セッション記号 H (地球人間圏科学) » H-TT 計測技術・研究手法

[H-TT23] 環境リモートセンシング

2016年5月23日(月) 15:30 〜 17:00 202 (2F)

コンビーナ:*石内 鉄平(明石工業高等専門学校)、島崎 彦人(独立行政法人国立高等専門学校機構 木更津工業高等専門学校)、近藤 昭彦(千葉大学環境リモートセンシング研究センター)、作野 裕司(広島大学大学院工学研究院)、長谷川 均(国士舘大学文学部地理学教室)、桑原 祐史(茨城大学 広域水圏環境科学教育研究センター)、座長:島崎 彦人(独立行政法人国立高等専門学校機構 木更津工業高等専門学校)

16:30 〜 16:45

[HTT23-11] リモートセンシングによるバングラデシュの稲作面積の推定

*鈴木 元太1古田 英輝1山崎 正人1寺岡 知美1大上 迪士1藤原 啓数1成瀬 延康1,2高橋 幸弘1,3 (1.北海道大学グローバルサイエンスキャンパス、2.北海道大学高等教育推進機構、3.北海道大学大学院理学研究院)
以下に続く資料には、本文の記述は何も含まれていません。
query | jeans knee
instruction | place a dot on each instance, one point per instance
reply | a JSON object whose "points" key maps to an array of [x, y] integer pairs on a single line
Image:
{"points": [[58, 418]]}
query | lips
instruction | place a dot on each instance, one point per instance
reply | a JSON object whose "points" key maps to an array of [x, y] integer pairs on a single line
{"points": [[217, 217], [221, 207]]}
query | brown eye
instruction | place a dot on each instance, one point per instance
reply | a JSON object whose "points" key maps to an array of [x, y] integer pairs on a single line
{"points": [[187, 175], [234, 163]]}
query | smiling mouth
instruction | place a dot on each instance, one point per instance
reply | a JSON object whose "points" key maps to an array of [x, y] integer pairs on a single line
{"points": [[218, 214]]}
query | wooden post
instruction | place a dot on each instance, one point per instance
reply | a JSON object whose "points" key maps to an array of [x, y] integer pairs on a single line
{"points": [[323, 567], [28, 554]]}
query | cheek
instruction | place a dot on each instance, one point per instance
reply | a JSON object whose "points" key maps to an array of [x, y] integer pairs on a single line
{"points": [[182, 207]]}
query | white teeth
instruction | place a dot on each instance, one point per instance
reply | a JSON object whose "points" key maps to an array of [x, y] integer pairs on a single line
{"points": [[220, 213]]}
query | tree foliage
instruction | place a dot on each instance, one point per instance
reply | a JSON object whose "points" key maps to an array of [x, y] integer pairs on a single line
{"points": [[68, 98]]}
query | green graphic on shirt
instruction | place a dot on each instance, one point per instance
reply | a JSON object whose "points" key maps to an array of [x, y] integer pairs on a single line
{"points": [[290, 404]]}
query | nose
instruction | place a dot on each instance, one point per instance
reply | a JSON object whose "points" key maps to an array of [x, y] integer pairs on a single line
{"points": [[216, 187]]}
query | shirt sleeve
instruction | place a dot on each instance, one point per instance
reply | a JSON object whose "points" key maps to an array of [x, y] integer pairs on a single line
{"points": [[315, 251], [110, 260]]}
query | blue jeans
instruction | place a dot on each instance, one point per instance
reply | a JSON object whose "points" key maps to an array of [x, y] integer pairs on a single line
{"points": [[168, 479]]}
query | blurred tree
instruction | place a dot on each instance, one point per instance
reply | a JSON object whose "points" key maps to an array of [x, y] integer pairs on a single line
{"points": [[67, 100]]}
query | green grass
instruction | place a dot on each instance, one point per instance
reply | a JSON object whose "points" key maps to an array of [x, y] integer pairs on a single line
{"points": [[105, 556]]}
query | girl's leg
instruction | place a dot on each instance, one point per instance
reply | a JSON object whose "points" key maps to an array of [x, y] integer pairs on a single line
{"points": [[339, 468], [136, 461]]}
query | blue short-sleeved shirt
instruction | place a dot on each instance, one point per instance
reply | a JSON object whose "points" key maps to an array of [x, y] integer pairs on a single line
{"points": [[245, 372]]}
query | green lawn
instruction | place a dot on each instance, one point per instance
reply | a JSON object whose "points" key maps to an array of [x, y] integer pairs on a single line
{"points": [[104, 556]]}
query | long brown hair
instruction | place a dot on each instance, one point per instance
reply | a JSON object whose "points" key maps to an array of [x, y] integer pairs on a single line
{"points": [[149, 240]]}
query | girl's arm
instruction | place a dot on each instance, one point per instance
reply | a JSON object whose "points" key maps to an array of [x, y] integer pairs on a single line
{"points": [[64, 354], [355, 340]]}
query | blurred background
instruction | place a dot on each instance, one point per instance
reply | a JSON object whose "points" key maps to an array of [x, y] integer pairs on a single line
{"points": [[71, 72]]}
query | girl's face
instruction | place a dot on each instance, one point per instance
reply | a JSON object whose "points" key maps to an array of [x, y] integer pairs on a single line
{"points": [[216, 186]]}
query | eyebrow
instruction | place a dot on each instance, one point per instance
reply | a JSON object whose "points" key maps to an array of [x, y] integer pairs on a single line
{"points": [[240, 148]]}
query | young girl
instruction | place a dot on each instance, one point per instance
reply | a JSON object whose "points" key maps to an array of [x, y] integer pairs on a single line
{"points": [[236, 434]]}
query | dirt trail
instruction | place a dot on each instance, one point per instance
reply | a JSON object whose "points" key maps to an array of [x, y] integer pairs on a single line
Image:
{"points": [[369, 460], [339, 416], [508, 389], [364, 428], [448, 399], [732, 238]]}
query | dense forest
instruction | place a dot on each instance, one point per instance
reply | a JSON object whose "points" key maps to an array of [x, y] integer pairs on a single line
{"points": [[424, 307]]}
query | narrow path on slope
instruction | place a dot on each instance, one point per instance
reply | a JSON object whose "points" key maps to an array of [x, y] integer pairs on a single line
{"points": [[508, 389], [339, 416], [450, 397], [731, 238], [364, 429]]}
キーワード:リモートセンシング、稲作、NDVI、バングラデシュ

緑の革命以降、世界中で米の生産量は増加し食糧危機を救ってきた。バングラデシュでは近年も増加し続けており、国際連合食糧産業機関(FAO)の統計によると2013年時点で日本の約5倍の米の生産を誇っている。しかし生産量の増加に伴い米価が安定していないことが問題になっている。バングラデシュは米を中心とする農業が主要な産業であり、供給や価格の変動が政治問題に直結してしまうことから米価の維持が重要である。米価の維持には生産量の把握が必要であり、FAOも生産量の調査を行っているが、情報源がアンケートや各国の書籍、非公式データによるものが多く信頼性が高いデータとは言い難い。
そこで、稲作面積の計測法として効率的、継続的に計測できるリモートセンシングが注目されている。特にマイクロ波の衛星画像を利用したリモートセンシングは、時間帯や天気に関わらず観測ができるという利点がある。しかし画像データが有料であるため、途上国において継続的な観測をすることが難しく、観測ができる研究機関が限られてしまっている。
本研究では無料で手に入れることのできる可視光赤・近赤外域の衛星画像から、稲作面積を求める方法を確立することを目的とする。
まず、バングラデシュの稲の収穫期には、NDVI(Normalized difference vegetation Index)値に変化が現れると考え、確実に稲作領域と考えられる研究機関(BRRI :Bangladesh Rice Research Institute)の領域のNDVIの季節変化を求めた。その結果、雨期には雲に覆われていることが多く標本数が少なかったが、乾期にあたる11月から12月にかけて、他の時期に比べ顕著に(0.2-0.25)NDVI値が低下することが明らかとなった。本来、バングラデシュでは二期作であり、地域によって栽培される稲の品種や時期が若干異なるが、多くの地域において11月から12月にかけて収穫期を迎えることから、これがNDVI値の変化として観測されていると考えられる。このテスト地域の結果を基に、バングラデシュ全土の稲作地域を導出した。なお、稲作地域以外の耕作地を除外するため、バングラデシュに多い馬鈴薯とサトウキビの耕作地を除外するとともに、森林領域も除外した。